Python library for backtesting and analyzing trading strategies at scale
—
Look-ahead analysis tools for generating labels from future price movements, enabling machine learning model training on financial time series data. The labels module provides various methods to create target variables for supervised learning applications in quantitative finance.
Generators for statistical measures computed over future time windows, commonly used for regression and forecasting tasks.
class FMEAN:
"""
Future mean label generator.
Calculates the mean of future values over a specified window,
useful for predicting future average prices or returns.
"""
@classmethod
def run(cls, close, window, **kwargs):
"""
Calculate future mean labels.
Parameters:
- close: pd.Series or pd.DataFrame, price data
- window: int, forward-looking window size
- pct_change: bool, use percentage change (default: False)
Returns:
FMEAN: Label generator with fmean attribute
"""
class FSTD:
"""
Future standard deviation label generator.

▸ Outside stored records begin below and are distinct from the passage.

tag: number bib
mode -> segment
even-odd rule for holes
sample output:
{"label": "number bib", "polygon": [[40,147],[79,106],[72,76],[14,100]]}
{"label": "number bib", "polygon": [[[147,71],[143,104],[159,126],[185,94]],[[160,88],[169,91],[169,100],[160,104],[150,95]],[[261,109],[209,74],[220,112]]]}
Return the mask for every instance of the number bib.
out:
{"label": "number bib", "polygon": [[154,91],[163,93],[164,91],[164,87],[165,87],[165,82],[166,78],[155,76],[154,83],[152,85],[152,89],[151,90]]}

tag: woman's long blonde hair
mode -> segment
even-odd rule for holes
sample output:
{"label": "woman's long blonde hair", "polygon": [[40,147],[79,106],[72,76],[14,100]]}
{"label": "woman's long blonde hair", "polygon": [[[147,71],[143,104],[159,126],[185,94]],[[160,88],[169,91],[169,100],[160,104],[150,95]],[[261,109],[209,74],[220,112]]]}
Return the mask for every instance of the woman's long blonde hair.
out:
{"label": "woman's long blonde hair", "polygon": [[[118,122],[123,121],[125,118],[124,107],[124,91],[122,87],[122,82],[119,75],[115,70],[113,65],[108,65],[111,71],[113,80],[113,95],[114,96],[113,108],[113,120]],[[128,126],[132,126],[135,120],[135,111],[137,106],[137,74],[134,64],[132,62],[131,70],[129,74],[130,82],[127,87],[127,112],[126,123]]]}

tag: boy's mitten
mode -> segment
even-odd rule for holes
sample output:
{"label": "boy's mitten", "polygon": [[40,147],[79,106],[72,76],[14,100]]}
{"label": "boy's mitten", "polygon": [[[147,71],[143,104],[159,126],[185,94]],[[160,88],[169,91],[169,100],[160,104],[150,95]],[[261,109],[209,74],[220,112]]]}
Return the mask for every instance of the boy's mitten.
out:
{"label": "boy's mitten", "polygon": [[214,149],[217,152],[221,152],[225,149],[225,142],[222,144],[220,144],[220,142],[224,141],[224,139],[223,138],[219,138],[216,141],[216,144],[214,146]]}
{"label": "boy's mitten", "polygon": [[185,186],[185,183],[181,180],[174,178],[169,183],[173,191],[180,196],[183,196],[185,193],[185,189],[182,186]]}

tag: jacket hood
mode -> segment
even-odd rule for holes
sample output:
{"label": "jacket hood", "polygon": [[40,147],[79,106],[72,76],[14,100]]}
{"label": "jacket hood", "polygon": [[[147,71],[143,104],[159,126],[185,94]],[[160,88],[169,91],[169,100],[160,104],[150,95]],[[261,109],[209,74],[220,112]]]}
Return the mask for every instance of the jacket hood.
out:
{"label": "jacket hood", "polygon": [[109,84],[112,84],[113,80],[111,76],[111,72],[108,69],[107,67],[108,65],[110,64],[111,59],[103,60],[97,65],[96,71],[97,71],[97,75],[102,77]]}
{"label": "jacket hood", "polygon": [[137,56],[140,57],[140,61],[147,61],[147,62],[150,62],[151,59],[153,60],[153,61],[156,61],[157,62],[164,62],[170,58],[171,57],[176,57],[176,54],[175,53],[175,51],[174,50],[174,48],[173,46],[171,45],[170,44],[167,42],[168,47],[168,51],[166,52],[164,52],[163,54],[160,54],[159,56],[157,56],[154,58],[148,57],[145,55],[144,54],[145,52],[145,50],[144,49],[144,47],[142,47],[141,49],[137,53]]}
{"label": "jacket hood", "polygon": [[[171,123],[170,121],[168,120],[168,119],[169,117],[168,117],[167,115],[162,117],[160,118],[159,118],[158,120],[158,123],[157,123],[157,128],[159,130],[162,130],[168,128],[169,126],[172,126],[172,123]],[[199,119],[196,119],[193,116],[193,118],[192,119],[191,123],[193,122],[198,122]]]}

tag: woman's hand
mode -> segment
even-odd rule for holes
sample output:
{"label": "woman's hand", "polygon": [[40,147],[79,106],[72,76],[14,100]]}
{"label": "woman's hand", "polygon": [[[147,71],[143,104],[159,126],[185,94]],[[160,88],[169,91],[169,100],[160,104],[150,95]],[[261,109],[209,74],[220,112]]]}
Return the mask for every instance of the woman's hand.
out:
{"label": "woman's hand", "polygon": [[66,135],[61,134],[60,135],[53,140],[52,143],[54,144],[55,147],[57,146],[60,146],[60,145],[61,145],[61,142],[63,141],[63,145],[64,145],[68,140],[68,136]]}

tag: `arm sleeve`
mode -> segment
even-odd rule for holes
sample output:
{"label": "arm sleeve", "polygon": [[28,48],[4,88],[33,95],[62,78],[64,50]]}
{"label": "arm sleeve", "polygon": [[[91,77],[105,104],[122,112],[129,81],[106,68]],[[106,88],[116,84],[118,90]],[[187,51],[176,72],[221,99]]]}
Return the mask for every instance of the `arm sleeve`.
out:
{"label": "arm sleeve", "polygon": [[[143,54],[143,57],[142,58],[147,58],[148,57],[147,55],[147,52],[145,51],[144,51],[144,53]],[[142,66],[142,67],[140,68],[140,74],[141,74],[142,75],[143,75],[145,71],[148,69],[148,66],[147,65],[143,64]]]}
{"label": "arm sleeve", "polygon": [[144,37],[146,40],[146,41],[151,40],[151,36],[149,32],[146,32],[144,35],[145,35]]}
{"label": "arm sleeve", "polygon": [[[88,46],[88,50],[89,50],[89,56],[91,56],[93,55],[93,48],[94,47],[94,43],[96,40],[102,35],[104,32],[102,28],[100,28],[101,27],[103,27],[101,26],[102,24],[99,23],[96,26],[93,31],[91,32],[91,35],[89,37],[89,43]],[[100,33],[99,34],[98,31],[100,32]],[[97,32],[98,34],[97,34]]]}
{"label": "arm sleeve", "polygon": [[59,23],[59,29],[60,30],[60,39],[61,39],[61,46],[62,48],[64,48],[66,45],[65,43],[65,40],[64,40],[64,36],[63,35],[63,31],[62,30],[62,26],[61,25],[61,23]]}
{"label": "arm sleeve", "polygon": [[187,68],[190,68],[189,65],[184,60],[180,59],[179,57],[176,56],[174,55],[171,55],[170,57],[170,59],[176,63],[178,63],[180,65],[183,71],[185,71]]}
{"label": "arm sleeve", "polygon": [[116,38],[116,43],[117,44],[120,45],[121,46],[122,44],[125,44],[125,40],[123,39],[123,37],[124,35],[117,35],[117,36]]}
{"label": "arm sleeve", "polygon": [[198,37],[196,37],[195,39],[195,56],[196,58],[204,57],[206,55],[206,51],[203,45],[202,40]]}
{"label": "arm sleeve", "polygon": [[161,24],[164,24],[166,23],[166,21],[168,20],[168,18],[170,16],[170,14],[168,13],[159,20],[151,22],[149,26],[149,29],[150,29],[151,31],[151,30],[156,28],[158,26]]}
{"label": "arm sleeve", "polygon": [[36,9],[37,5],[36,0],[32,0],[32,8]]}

Calculates the standard deviation of future values over a window,
useful for volatility prediction and risk modeling.
"""
@classmethod
def run(cls, close, window, **kwargs):
"""
Calculate future standard deviation labels.
Parameters:
- close: pd.Series or pd.DataFrame, price data
- window: int, forward-looking window size
- pct_change: bool, use percentage change (default: False)
- ddof: int, degrees of freedom (default: 1)
Returns:
FSTD: Label generator with fstd attribute
"""
class FMIN:
"""
Future minimum label generator.
Finds the minimum value over future time windows,
useful for support level prediction and drawdown analysis.
"""
@classmethod
def run(cls, close, window, **kwargs):
"""
Calculate future minimum labels.
Parameters:
- close: pd.Series or pd.DataFrame, price data
- window: int, forward-looking window size
- pct_change: bool, use percentage change from current (default: False)
Returns:
FMIN: Label generator with fmin attribute
"""
class FMAX:
"""
Future maximum label generator.
Finds the maximum value over future time windows,
useful for resistance level prediction and profit target analysis.
"""
@classmethod
def run(cls, close, window, **kwargs):
"""
Calculate future maximum labels.
Parameters:
- close: pd.Series or pd.DataFrame, price data
- window: int, forward-looking window size
- pct_change: bool, use percentage change from current (default: False)
Returns:
FMAX: Label generator with fmax attribute
"""Simple labeling methods for basic classification and regression tasks.
class FIXLB:
"""
Fixed label generator.
Generates constant labels across all time periods,
useful for baseline models and control experiments.
"""
@classmethod
def run(cls, shape, value=1, **kwargs):
"""
Generate fixed labels.
Parameters:
- shape: tuple, output shape (n_rows, n_cols)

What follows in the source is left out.